現場事務所仮設費 計算ツール|工期・規模・作業員数から共通仮設費を積算
建設現場に必要な現場事務所リース費・水道電気費・仮設トイレ・ゴミ処理費・通信費を、工期・事務所規模・作業員数から即算出。公共建築工事積算基準および建設業労働安全衛生規則に基づく、共通仮設費(場内仮設)の実務積算ツールです。中小規模ゼネコン、専門工事業、公共工事の入札積算、原価管理まで、幅広い現場実務で頻用される計算です。
現場事務所仮設費 計算機
現場事務所仮設費が建設業界で重視される理由
建設現場における現場事務所は「工事全体を統括する司令塔」としての機能を持ちます。工程管理・安全管理・品質管理・原価管理という工事4大管理業務の中心地であり、発注者・監理者との打合せ、協力会社との調整、施工計画書・工事写真・電子納品データの管理まで、あらゆる情報が集約される場所です。

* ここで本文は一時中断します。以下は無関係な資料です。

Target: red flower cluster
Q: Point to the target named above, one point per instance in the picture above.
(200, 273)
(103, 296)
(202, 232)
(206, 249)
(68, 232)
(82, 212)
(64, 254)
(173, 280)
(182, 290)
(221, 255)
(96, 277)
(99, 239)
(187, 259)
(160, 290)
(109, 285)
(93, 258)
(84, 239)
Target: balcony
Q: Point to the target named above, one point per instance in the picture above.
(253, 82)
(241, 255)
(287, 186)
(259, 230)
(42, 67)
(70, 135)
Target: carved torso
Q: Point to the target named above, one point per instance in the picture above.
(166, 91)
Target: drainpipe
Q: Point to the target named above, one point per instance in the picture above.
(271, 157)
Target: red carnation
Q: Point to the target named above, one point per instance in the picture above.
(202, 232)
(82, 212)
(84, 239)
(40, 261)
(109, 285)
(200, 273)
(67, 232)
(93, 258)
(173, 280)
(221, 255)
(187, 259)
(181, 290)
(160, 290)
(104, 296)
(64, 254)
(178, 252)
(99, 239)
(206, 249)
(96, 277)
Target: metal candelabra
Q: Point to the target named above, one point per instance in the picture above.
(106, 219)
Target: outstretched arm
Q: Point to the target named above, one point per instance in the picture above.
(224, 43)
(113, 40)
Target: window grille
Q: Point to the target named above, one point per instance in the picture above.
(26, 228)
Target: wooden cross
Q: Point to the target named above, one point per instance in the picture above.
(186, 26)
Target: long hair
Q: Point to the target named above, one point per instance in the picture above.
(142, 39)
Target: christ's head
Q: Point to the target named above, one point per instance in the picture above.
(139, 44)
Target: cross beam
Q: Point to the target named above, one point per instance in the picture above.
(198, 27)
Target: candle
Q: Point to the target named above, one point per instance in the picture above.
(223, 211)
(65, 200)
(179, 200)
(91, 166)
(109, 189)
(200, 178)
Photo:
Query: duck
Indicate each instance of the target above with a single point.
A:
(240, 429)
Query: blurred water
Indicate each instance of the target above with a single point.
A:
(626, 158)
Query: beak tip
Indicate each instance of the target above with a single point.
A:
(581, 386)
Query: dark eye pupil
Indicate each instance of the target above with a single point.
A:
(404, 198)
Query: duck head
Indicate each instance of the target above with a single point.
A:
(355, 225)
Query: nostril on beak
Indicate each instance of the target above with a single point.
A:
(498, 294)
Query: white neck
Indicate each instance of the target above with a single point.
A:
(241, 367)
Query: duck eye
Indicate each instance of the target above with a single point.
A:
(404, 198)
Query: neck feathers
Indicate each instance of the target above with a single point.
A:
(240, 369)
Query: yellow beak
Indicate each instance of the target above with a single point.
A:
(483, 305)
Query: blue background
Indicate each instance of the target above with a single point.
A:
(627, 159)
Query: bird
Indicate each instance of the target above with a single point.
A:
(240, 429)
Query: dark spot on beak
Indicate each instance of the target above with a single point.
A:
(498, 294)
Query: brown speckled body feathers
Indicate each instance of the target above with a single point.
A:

そのため単なる仮設施設ではなく、ICT建設・BIM対応・電子納品義務化の流れの中で高機能化が進んでいます。国交省の「i-Construction 2.0」推進により、現場事務所には高速インターネット環境・大型モニター・3D設計データ閲覧環境が求められるようになり、単なる箱貸しではなく「情報インフラ拠点」としての役割が拡大しています。
一方、コスト面では建設業界の慢性的な人手不足・資材高騰の中で、共通仮設費の圧縮は避けられない経営課題。工事金額全体の5〜10%を占める共通仮設費のうち、仮設事務所関連は20〜30%と大きな比率を占めるため、緻密な積算と現場運営の最適化が経営インパクトに直結します。
計算式と単価の考え方
基本式
事務所リース = 月額単価 × 工期(月)
水道電気費 = 25,000円/月 × 工期(月)
仮設トイレ = 15,000円/月 × ceil(作業員数÷20) × 工期(月)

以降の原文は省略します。